Толстой-художник знает, чувствует, видит только два полюса земледельческой России. Его художественный мир — это мир богачей земледельческого строя и его бедных Лазарей. Тут есть и добродетельные Во-озы, и бедные Руфи, и неправедные цари, отымающие у поселянина его виноградник, но совсем нет ни самостоятельной городской жизни, ни фабрик, ни заводов, ни капитала, оторванного от труда, ни труда, лишенного не только виноградника, но и собственного крова, ни трестов, ни союзов рабочих, ни политических требований, ни классовой борьбы, ни забастовок… Значит — ничего этого для единственного блага на земле — душевной гармонии — и не нужно. Нужна любовь. Добрый богач Вооз допустил бедную Руфь собирать колосья на своей богатой ниве. Вдовица смиренно подбирала колосья… И бог устроил все ко благу их обоих… Нужна любовь, а не союзы и стачки… Пусть все полюбят друг друга… Не ясно ли, что тогда рай водворится на этой смятенной земле.
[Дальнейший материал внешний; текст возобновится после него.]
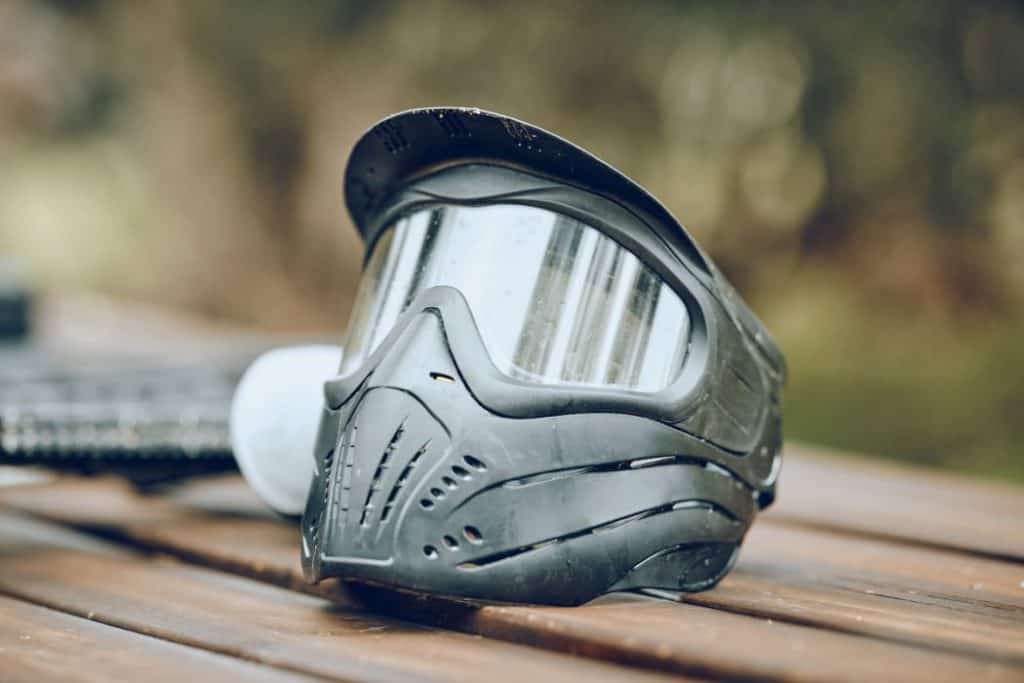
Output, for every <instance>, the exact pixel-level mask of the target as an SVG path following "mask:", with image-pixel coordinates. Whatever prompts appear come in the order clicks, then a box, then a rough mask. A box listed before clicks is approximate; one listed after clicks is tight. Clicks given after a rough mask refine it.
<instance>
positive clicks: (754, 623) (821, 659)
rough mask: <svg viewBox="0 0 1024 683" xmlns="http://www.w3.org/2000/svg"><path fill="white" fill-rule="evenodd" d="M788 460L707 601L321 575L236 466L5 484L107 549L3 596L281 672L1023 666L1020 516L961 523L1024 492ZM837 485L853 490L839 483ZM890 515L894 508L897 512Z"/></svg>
mask: <svg viewBox="0 0 1024 683" xmlns="http://www.w3.org/2000/svg"><path fill="white" fill-rule="evenodd" d="M785 467H786V470H785V477H787V478H784V479H783V483H784V487H783V489H782V494H781V498H780V501H779V506H778V512H771V513H769V514H767V515H765V516H763V517H762V518H761V519H759V520H758V522H757V523H756V524H755V527H754V529H753V530H752V532H751V533H750V536H749V538H748V541H746V544H745V546H744V549H743V551H742V554H741V559H740V561H739V563H738V565H737V567H736V569H735V570H734V571H733V573H732V574H730V575H729V577H728V578H727V579H726V580H725V581H724V582H723V583H722V584H721V585H720V586H719V587H718V588H716V589H715V590H713V591H709V592H706V593H701V594H697V595H689V596H669V595H663V596H657V597H649V596H609V597H606V598H603V599H601V600H598V601H595V602H594V603H591V604H589V605H586V606H584V607H579V608H542V607H529V606H488V607H482V608H471V607H467V606H464V605H459V604H455V603H450V602H444V601H438V600H419V599H412V598H410V597H408V596H402V595H398V594H394V593H390V592H387V591H381V590H373V591H371V590H366V589H364V590H352V589H348V588H345V587H344V586H341V585H338V584H332V583H327V584H325V585H322V586H316V587H310V586H307V585H306V584H305V583H304V582H303V581H302V580H301V577H300V574H299V564H298V551H297V548H298V537H297V529H296V527H295V525H294V522H290V521H287V520H282V519H279V518H276V517H274V516H273V515H271V514H268V513H267V512H266V511H265V510H264V509H263V508H262V507H261V506H260V505H259V504H258V502H256V501H255V500H254V498H253V497H252V495H251V494H250V493H249V492H248V489H247V488H246V487H245V485H244V484H243V483H242V482H241V481H240V480H239V479H237V478H224V479H218V480H212V481H205V482H196V483H193V484H190V485H188V486H186V487H183V488H181V489H179V490H176V492H174V493H173V494H171V495H168V496H162V497H155V496H141V495H139V494H137V493H135V492H134V490H133V489H132V488H130V487H129V486H127V485H125V484H124V483H122V482H120V481H118V480H102V479H97V480H78V479H68V480H61V481H58V482H56V483H52V484H45V485H39V484H37V485H27V486H23V487H16V488H7V489H0V506H3V507H5V508H6V509H7V510H12V511H18V512H19V514H25V515H32V516H33V517H36V518H42V519H46V520H48V521H50V522H52V523H55V524H59V525H60V526H62V527H65V528H73V529H75V538H76V539H78V538H92V539H101V540H103V543H104V545H103V546H102V548H101V549H100V550H91V549H89V548H88V547H82V546H81V543H83V542H82V541H79V546H78V547H74V548H66V547H65V545H66V544H65V545H59V546H57V547H54V548H51V549H49V550H46V551H45V552H46V555H45V561H44V560H43V556H41V555H38V553H37V552H35V551H33V550H32V549H31V548H26V549H24V550H22V551H17V552H8V553H3V552H2V551H0V592H2V593H4V594H6V595H8V596H13V597H15V598H17V599H20V600H25V601H28V602H31V603H33V604H35V605H42V606H45V607H47V608H50V609H52V610H56V611H59V612H62V613H67V614H75V615H83V614H85V615H88V614H89V612H93V618H99V621H102V622H103V623H105V624H110V625H114V626H118V627H120V628H121V629H124V630H127V631H130V632H133V633H141V634H151V635H152V636H153V637H157V638H159V639H161V640H164V641H168V642H173V643H176V644H178V645H180V646H187V647H191V648H194V649H201V650H205V651H208V652H213V653H218V654H219V655H221V656H237V657H240V658H243V659H247V660H249V661H253V663H265V664H267V665H268V666H270V667H271V668H273V669H274V671H279V672H280V671H290V672H297V673H302V674H311V675H315V676H322V677H331V678H346V679H354V680H377V679H381V678H395V677H398V678H433V679H442V680H458V679H478V678H479V677H480V672H481V671H487V672H493V673H487V674H486V675H487V676H494V677H499V678H501V677H507V678H512V677H515V678H516V679H521V678H522V677H523V676H531V677H535V678H539V679H564V678H566V677H567V676H570V675H572V674H573V673H580V674H585V675H588V676H593V677H594V678H595V679H598V680H601V679H602V678H616V677H622V676H633V675H639V674H644V675H647V676H655V675H672V676H681V675H682V676H691V677H700V678H712V679H756V680H865V679H876V680H883V679H884V680H929V681H935V680H1016V681H1019V680H1024V558H1018V549H1019V547H1020V546H1021V539H1022V536H1024V526H1022V527H1021V528H1017V527H1015V526H1014V524H1012V519H1011V520H1008V521H1006V522H999V523H1001V524H1002V533H1004V535H1002V536H1001V537H999V536H998V535H995V533H987V532H984V533H979V535H977V536H975V537H970V536H969V535H967V533H966V530H964V529H966V528H967V525H968V522H965V521H964V517H967V519H968V520H969V521H970V520H972V519H973V520H976V521H980V520H981V519H985V518H989V516H990V515H991V516H992V518H994V516H995V515H998V514H1001V515H1016V519H1017V520H1022V519H1024V493H1021V492H1018V490H1015V489H1012V488H1009V487H1004V486H994V485H989V484H982V483H976V482H968V483H965V482H963V481H962V480H959V479H957V478H953V477H949V476H946V475H937V474H934V473H931V472H927V473H923V474H922V476H921V477H920V479H919V478H918V476H916V475H918V472H915V471H913V470H906V469H905V468H895V469H894V468H891V467H889V466H886V465H880V464H877V463H873V462H868V461H863V462H861V461H848V460H844V459H839V458H820V457H817V456H808V455H806V454H803V453H795V454H793V455H792V456H791V457H790V458H788V461H787V463H786V465H785ZM825 471H826V472H827V473H828V477H830V478H828V480H827V481H824V480H822V478H821V477H822V472H825ZM880 478H881V479H885V483H884V484H879V485H878V486H876V487H873V488H871V487H870V485H869V484H870V482H871V481H877V480H879V479H880ZM844 481H845V482H850V485H851V486H853V485H856V488H853V489H851V490H847V492H846V493H843V494H841V493H840V492H841V490H845V488H844V484H843V483H842V482H844ZM865 486H866V488H865ZM820 489H823V490H825V492H830V493H829V495H828V498H829V500H828V505H829V511H828V513H827V514H825V513H821V512H820V511H819V510H817V509H816V508H815V505H814V502H815V501H820V500H821V497H822V496H823V495H824V494H822V493H821V490H820ZM865 497H866V498H869V499H870V500H871V505H870V506H865V505H863V503H862V499H863V498H865ZM935 497H938V498H937V500H939V501H948V502H953V505H952V506H942V505H939V504H937V503H936V498H935ZM787 498H788V502H786V500H787ZM889 509H893V510H896V511H897V512H896V513H895V514H896V516H895V517H894V520H895V521H894V522H893V523H891V524H888V525H887V524H886V523H885V519H886V510H889ZM962 515H963V516H964V517H962ZM946 519H948V520H949V522H948V523H949V528H951V529H954V531H953V532H951V533H950V536H949V537H948V538H946V537H944V536H942V533H941V531H942V529H943V528H944V527H943V524H944V523H945V521H944V520H946ZM929 529H931V531H929ZM955 529H961V531H955ZM112 544H113V545H112ZM44 545H45V544H44ZM110 547H114V548H116V549H117V552H118V553H120V555H116V554H112V552H111V551H110V550H109V548H110ZM37 550H38V549H37ZM40 552H42V551H40ZM140 553H141V554H140ZM147 553H151V554H152V553H158V554H159V555H157V556H153V555H147ZM161 556H170V557H173V558H174V559H173V560H171V559H166V558H165V559H158V558H159V557H161ZM329 605H330V606H329ZM96 614H99V615H100V616H98V617H97V616H96ZM232 625H233V626H232ZM360 629H362V630H365V629H370V631H369V632H368V633H370V634H373V635H372V636H369V637H368V635H367V633H364V632H360ZM374 629H378V630H374ZM570 654H572V655H575V656H567V655H570ZM527 663H528V667H527Z"/></svg>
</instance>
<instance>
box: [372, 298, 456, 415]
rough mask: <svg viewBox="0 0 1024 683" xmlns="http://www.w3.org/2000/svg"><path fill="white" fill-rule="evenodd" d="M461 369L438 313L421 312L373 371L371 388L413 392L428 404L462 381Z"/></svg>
mask: <svg viewBox="0 0 1024 683" xmlns="http://www.w3.org/2000/svg"><path fill="white" fill-rule="evenodd" d="M460 381H461V380H460V375H459V370H458V368H457V366H456V362H455V359H454V358H453V356H452V351H451V349H450V348H449V343H447V339H446V337H445V335H444V329H443V324H442V323H441V318H440V316H439V315H438V313H437V312H435V311H432V310H423V311H421V312H419V313H417V314H416V315H415V316H414V317H413V319H412V321H410V323H409V325H407V326H406V328H404V330H402V331H401V334H400V335H399V337H398V338H397V339H396V340H395V341H394V343H393V344H392V345H391V346H390V348H388V349H387V350H386V351H385V353H384V357H383V358H382V359H381V361H380V364H378V366H377V367H376V368H375V369H374V370H373V372H372V374H371V376H370V378H369V380H368V382H367V388H368V389H370V388H374V387H390V388H394V389H400V390H404V391H409V392H411V393H413V394H415V395H417V396H418V397H419V398H420V399H421V400H424V401H426V402H427V403H432V402H434V401H433V400H432V399H434V398H440V399H441V400H443V399H444V396H443V394H444V393H447V392H444V391H441V392H440V394H439V393H438V392H439V390H441V389H443V388H445V387H450V385H452V384H455V383H458V382H460Z"/></svg>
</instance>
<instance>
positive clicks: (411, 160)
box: [302, 109, 784, 604]
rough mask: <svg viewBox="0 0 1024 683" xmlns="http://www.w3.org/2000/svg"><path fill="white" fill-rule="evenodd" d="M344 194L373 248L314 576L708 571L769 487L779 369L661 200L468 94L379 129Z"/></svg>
mask: <svg viewBox="0 0 1024 683" xmlns="http://www.w3.org/2000/svg"><path fill="white" fill-rule="evenodd" d="M345 189H346V199H347V204H348V209H349V211H350V213H351V215H352V217H353V219H354V222H355V224H356V226H357V227H358V229H359V231H360V233H361V234H362V237H364V238H365V240H366V243H367V245H368V258H367V265H366V268H365V271H364V279H362V284H361V286H360V292H359V295H358V300H357V302H356V305H355V309H354V310H353V313H352V319H351V322H350V324H349V333H348V342H347V344H346V355H345V359H344V361H343V365H342V370H341V373H340V375H339V377H338V378H336V379H332V380H330V381H328V383H327V385H326V396H327V404H326V407H325V411H324V415H323V418H322V422H321V429H319V434H318V437H317V445H316V452H315V454H314V457H315V463H316V474H315V478H314V481H313V484H312V487H311V489H310V493H309V499H308V502H307V506H306V511H305V515H304V517H303V522H302V536H303V538H302V544H303V567H304V569H305V572H306V575H307V578H308V579H309V580H310V581H318V580H321V579H324V578H327V577H341V578H343V579H351V580H356V581H364V582H370V583H375V584H383V585H388V586H393V587H398V588H404V589H410V590H414V591H420V592H424V593H431V594H438V595H446V596H454V597H462V598H468V599H474V600H484V601H512V602H534V603H548V604H579V603H581V602H585V601H587V600H590V599H591V598H594V597H596V596H598V595H600V594H602V593H605V592H608V591H615V590H630V589H641V588H658V589H670V590H683V591H696V590H702V589H706V588H709V587H711V586H713V585H714V584H715V583H717V582H718V581H719V580H720V579H721V578H722V577H723V575H724V574H725V572H726V571H727V570H728V569H729V567H730V566H731V565H732V563H733V561H734V559H735V557H736V552H737V550H738V547H739V544H740V542H741V541H742V538H743V535H744V533H745V531H746V529H748V528H749V527H750V524H751V522H752V520H753V518H754V514H755V512H756V511H757V510H758V509H760V508H763V507H765V506H767V505H769V504H770V503H771V502H772V500H773V498H774V492H775V480H776V477H777V475H778V470H779V462H780V459H779V451H780V446H781V423H780V415H779V404H778V401H779V395H778V392H779V387H780V385H781V383H782V381H783V376H784V364H783V360H782V357H781V355H780V353H779V351H778V350H777V348H776V347H775V346H774V344H773V343H772V342H771V340H770V339H769V337H768V335H767V333H766V332H765V331H764V329H763V328H762V326H761V324H760V323H759V322H758V321H757V318H756V317H755V316H754V315H753V313H751V312H750V310H749V309H748V308H746V307H745V305H744V304H743V303H742V302H741V301H740V300H739V299H738V297H737V295H736V294H735V292H734V291H733V290H732V288H731V287H730V286H729V285H728V284H727V283H726V281H725V280H724V279H723V276H722V275H721V273H719V272H718V270H717V269H716V268H715V267H714V265H712V264H711V262H710V261H709V260H708V258H707V257H706V256H705V255H703V254H702V253H701V251H700V250H699V248H698V247H697V246H696V245H695V244H694V243H693V241H692V240H691V239H690V238H689V236H688V234H687V233H686V232H685V230H684V229H683V228H682V226H681V225H680V224H679V223H678V222H677V221H676V220H675V219H674V218H673V217H672V216H671V215H670V214H669V212H668V211H667V210H666V209H665V208H664V207H663V206H662V205H660V204H658V203H657V202H656V201H655V200H654V199H653V198H652V197H651V196H650V195H648V194H647V193H646V191H644V190H643V189H641V188H640V187H639V186H638V185H636V184H635V183H633V182H632V181H631V180H629V179H628V178H626V177H625V176H623V175H622V174H620V173H618V172H617V171H615V170H614V169H612V168H611V167H610V166H608V165H606V164H604V163H603V162H601V161H599V160H597V159H595V158H594V157H592V156H590V155H589V154H587V153H586V152H584V151H582V150H580V148H579V147H575V146H573V145H571V144H569V143H568V142H566V141H564V140H562V139H560V138H558V137H556V136H554V135H551V134H550V133H547V132H545V131H543V130H541V129H538V128H535V127H532V126H528V125H526V124H523V123H520V122H518V121H514V120H512V119H508V118H506V117H502V116H498V115H494V114H488V113H484V112H480V111H478V110H462V109H438V110H419V111H412V112H406V113H402V114H398V115H396V116H394V117H391V118H389V119H387V120H385V121H383V122H381V123H380V124H378V125H377V126H376V127H374V128H373V129H372V130H371V131H370V132H369V133H368V134H367V135H365V136H364V137H362V139H360V140H359V142H358V143H357V144H356V146H355V151H354V152H353V154H352V157H351V159H350V160H349V165H348V169H347V172H346V179H345Z"/></svg>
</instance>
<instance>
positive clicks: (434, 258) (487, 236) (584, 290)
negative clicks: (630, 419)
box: [342, 205, 690, 391]
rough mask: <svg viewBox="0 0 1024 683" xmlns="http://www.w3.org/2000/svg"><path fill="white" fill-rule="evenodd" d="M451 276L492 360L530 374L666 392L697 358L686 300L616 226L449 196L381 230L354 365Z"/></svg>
mask: <svg viewBox="0 0 1024 683" xmlns="http://www.w3.org/2000/svg"><path fill="white" fill-rule="evenodd" d="M441 285H445V286H450V287H454V288H456V289H458V290H459V291H460V292H462V294H463V295H464V296H465V297H466V300H467V301H468V303H469V306H470V309H471V311H472V313H473V318H474V321H475V323H476V326H477V329H478V330H479V332H480V336H481V338H482V339H483V343H484V345H485V346H486V348H487V352H488V353H489V355H490V358H492V360H493V361H494V364H495V365H496V366H497V367H498V369H499V370H501V371H502V372H503V373H505V374H506V375H508V376H509V377H513V378H516V379H519V380H524V381H529V382H536V383H538V384H547V385H570V386H591V387H594V386H598V387H615V388H622V389H630V390H635V391H657V390H660V389H664V388H665V387H667V386H668V385H669V384H671V383H672V382H673V381H674V380H675V379H676V378H677V377H678V376H679V373H680V370H681V368H682V366H683V361H684V360H685V357H686V351H687V346H688V341H689V322H690V321H689V315H688V313H687V310H686V306H685V305H684V304H683V301H682V300H681V299H680V297H679V296H678V295H677V294H676V293H675V292H674V291H673V290H672V289H671V288H670V287H669V286H668V285H667V284H665V283H664V282H662V280H660V278H658V275H656V274H655V273H654V271H653V270H651V269H650V268H648V267H647V266H646V265H644V264H643V263H641V262H640V261H639V259H637V257H636V256H634V255H633V254H632V253H630V252H629V251H628V250H626V249H625V248H624V247H622V246H621V245H618V244H617V243H616V242H614V241H612V240H611V239H610V238H608V237H607V236H605V234H604V233H602V232H600V231H598V230H597V229H595V228H593V227H591V226H589V225H587V224H585V223H582V222H580V221H578V220H575V219H573V218H570V217H568V216H565V215H562V214H558V213H555V212H552V211H548V210H545V209H539V208H534V207H527V206H520V205H492V206H484V207H463V206H438V207H432V208H429V209H423V210H420V211H418V212H416V213H413V214H411V215H409V216H407V217H403V218H401V219H399V220H398V221H396V222H395V223H394V224H392V225H391V226H389V227H388V228H387V229H386V230H385V232H384V233H383V234H382V236H381V237H380V239H379V240H378V242H377V244H376V246H375V248H374V253H373V255H372V256H371V258H370V261H369V262H368V264H367V268H366V271H365V272H364V275H362V282H361V284H360V286H359V293H358V295H357V298H356V302H355V306H354V308H353V311H352V318H351V321H350V323H349V333H348V342H347V344H346V346H345V349H346V352H345V359H344V365H343V367H342V374H348V373H350V372H353V371H355V370H357V369H358V368H359V366H361V365H362V362H364V360H365V359H366V357H367V356H368V355H369V354H370V353H372V352H373V351H374V349H375V348H376V347H377V345H378V344H380V342H381V341H382V340H383V339H384V337H385V336H386V335H387V334H388V332H390V331H391V328H392V327H393V326H394V324H395V321H396V319H397V318H398V315H399V314H400V313H401V312H402V311H403V310H404V309H406V308H407V307H408V306H409V305H410V304H411V303H412V302H413V300H414V299H415V298H416V297H417V295H419V294H420V293H421V292H423V291H424V290H427V289H429V288H431V287H437V286H441Z"/></svg>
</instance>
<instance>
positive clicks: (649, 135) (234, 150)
mask: <svg viewBox="0 0 1024 683" xmlns="http://www.w3.org/2000/svg"><path fill="white" fill-rule="evenodd" d="M441 103H452V104H467V105H475V106H480V108H483V109H490V110H496V111H499V112H502V113H506V114H509V115H512V116H516V117H519V118H522V119H525V120H527V121H530V122H534V123H537V124H539V125H541V126H543V127H546V128H549V129H551V130H554V131H556V132H558V133H560V134H562V135H564V136H567V137H569V138H571V139H573V140H575V141H578V142H579V143H581V144H583V145H584V146H586V147H588V148H590V150H592V151H593V152H595V153H596V154H598V155H599V156H601V157H603V158H604V159H606V160H607V161H609V162H611V163H612V164H614V165H616V166H618V167H620V168H622V169H623V170H625V171H626V172H627V173H628V174H629V175H631V176H633V177H634V178H636V179H637V180H639V181H640V182H641V183H643V184H645V185H647V186H648V187H650V188H651V189H652V190H653V191H654V194H655V195H656V196H658V197H659V198H660V199H663V200H664V201H665V203H666V204H668V205H669V207H670V208H671V209H672V210H673V211H674V212H675V213H676V215H678V216H679V217H680V218H681V219H682V220H683V222H684V223H686V225H687V226H688V228H689V229H690V230H691V231H692V232H693V233H694V234H695V237H696V238H697V239H698V240H699V241H700V242H701V244H703V245H705V246H706V247H707V248H708V250H709V251H710V252H711V253H712V255H713V256H714V258H715V259H716V260H717V261H718V262H719V264H720V265H721V266H722V267H723V269H724V270H725V271H726V272H727V273H728V274H729V275H730V278H731V279H732V280H733V282H734V284H735V285H736V286H737V288H738V289H739V290H740V291H741V292H742V293H743V294H744V296H745V297H746V298H748V299H749V300H750V301H751V302H752V304H753V305H754V307H755V309H756V310H757V311H758V312H759V314H760V315H761V316H762V317H763V318H764V319H765V321H766V323H767V324H768V326H769V328H770V329H771V330H772V331H773V333H774V334H775V336H776V337H777V338H778V340H779V342H780V343H781V345H782V347H783V349H784V350H785V352H786V354H787V356H788V359H790V366H791V371H792V379H791V383H790V385H788V387H787V389H786V393H785V402H786V405H785V410H786V419H787V436H788V437H791V438H799V439H806V440H813V441H817V442H821V443H827V444H833V445H836V446H838V447H841V449H848V450H855V451H860V452H864V453H870V454H878V455H884V456H888V457H893V458H902V459H907V460H913V461H918V462H926V463H932V464H936V465H942V466H946V467H949V468H954V469H956V470H961V471H966V472H973V473H978V474H981V475H985V476H994V477H1000V478H1008V479H1016V480H1018V481H1024V447H1022V445H1021V444H1022V442H1024V9H1022V5H1021V4H1020V3H1018V2H996V1H989V2H972V3H967V2H951V1H944V0H914V1H906V0H888V1H886V2H879V1H874V0H871V1H865V2H858V3H839V2H836V3H827V2H774V3H765V2H759V3H752V2H736V1H731V0H729V1H718V2H668V1H654V0H649V1H646V2H629V3H604V2H550V1H547V2H546V1H541V0H526V1H520V2H515V3H497V2H495V3H490V2H470V1H467V0H442V1H438V2H434V1H432V0H420V1H416V2H414V1H408V2H399V1H385V0H377V1H365V2H356V1H353V0H349V1H344V0H314V1H308V2H302V3H295V2H287V1H286V0H224V1H218V2H213V1H210V2H207V1H201V0H195V1H190V2H189V1H182V2H164V1H161V0H122V1H115V0H78V1H73V0H63V1H59V2H58V1H55V0H51V1H48V2H29V1H27V0H0V254H6V255H7V256H13V257H15V258H16V259H17V260H19V261H22V262H23V263H25V264H26V265H27V266H28V268H29V270H30V271H31V272H32V273H33V275H34V279H35V280H36V282H37V283H38V284H39V286H40V287H41V288H43V289H45V290H50V291H62V290H69V289H89V290H96V291H101V292H106V293H111V294H114V295H117V296H119V297H124V298H130V299H135V300H143V301H154V302H158V303H161V304H165V305H171V306H176V307H180V308H185V309H190V310H194V311H198V312H201V313H203V314H207V315H213V316H219V317H223V318H228V319H232V321H237V322H240V323H244V324H249V325H260V326H264V327H266V328H271V329H276V330H282V329H293V330H305V329H308V330H316V329H325V328H327V329H335V330H339V331H340V330H341V329H342V326H343V323H344V319H345V316H346V314H347V310H348V306H349V304H350V301H351V298H352V294H353V290H354V285H355V283H356V281H357V274H358V267H359V261H360V258H361V248H360V246H359V244H358V241H357V239H356V237H355V233H354V231H353V229H352V227H351V225H350V223H349V221H348V218H347V216H346V215H345V213H344V211H343V205H342V197H341V175H342V171H343V169H344V164H345V159H346V156H347V153H348V151H349V148H350V146H351V144H352V143H353V142H354V140H355V139H356V138H357V136H358V135H359V134H360V133H361V132H362V131H364V130H365V129H366V128H368V127H369V126H370V125H371V124H372V123H373V122H375V121H376V120H377V119H379V118H381V117H383V116H385V115H387V114H389V113H392V112H395V111H398V110H401V109H404V108H410V106H422V105H428V104H441Z"/></svg>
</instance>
Толстой — великий художник, и Толстой же — мыслитель, указывающий человечеству пути к новой жизни. Не странно ли, что он никогда не пытался написать свою «утопию», то есть изобразить в конкретных, видимых формах будущее общество, построенное на проповедуемых им началах. Мне кажется, что эта видимая странность объясняется довольно просто. Для своего будущего общества Толстой не требует никаких новых общественных форм. Его утопия — частью назади: простой сельский быт, которому остается только проникнуться началами первобытного христианства. Все усложнения и надстройки позднейших веков должны исчезнуть сами собой. Взыскуемый град Толстого по своему устройству ничем не отличался бы от того, что мы видим теперь. Это была бы простая русская деревня, такие же избы, те же бревенчатые стены, той же соломой были бы покрыты крыши, и те же порядки царствовали бы внутри деревенского мира. Только все любили бы друг друга. Поэтому не было бы бедных вдовиц, никто бы не обижал сирот, не грабило бы начальство… Избы были бы просторны и чисты, закрома широки и полны, скотина сильна и сыта, отцы мудры и благосклонны, дети добры и послушны. Фабрик и заводов, университетов и гимназий не было бы вовсе. Не было бы «союзов», не было бы политики, не было бы болезней, не было бы врачей и, уж конечно, не было бы губернаторов, исправников, урядников и вообще «начальства».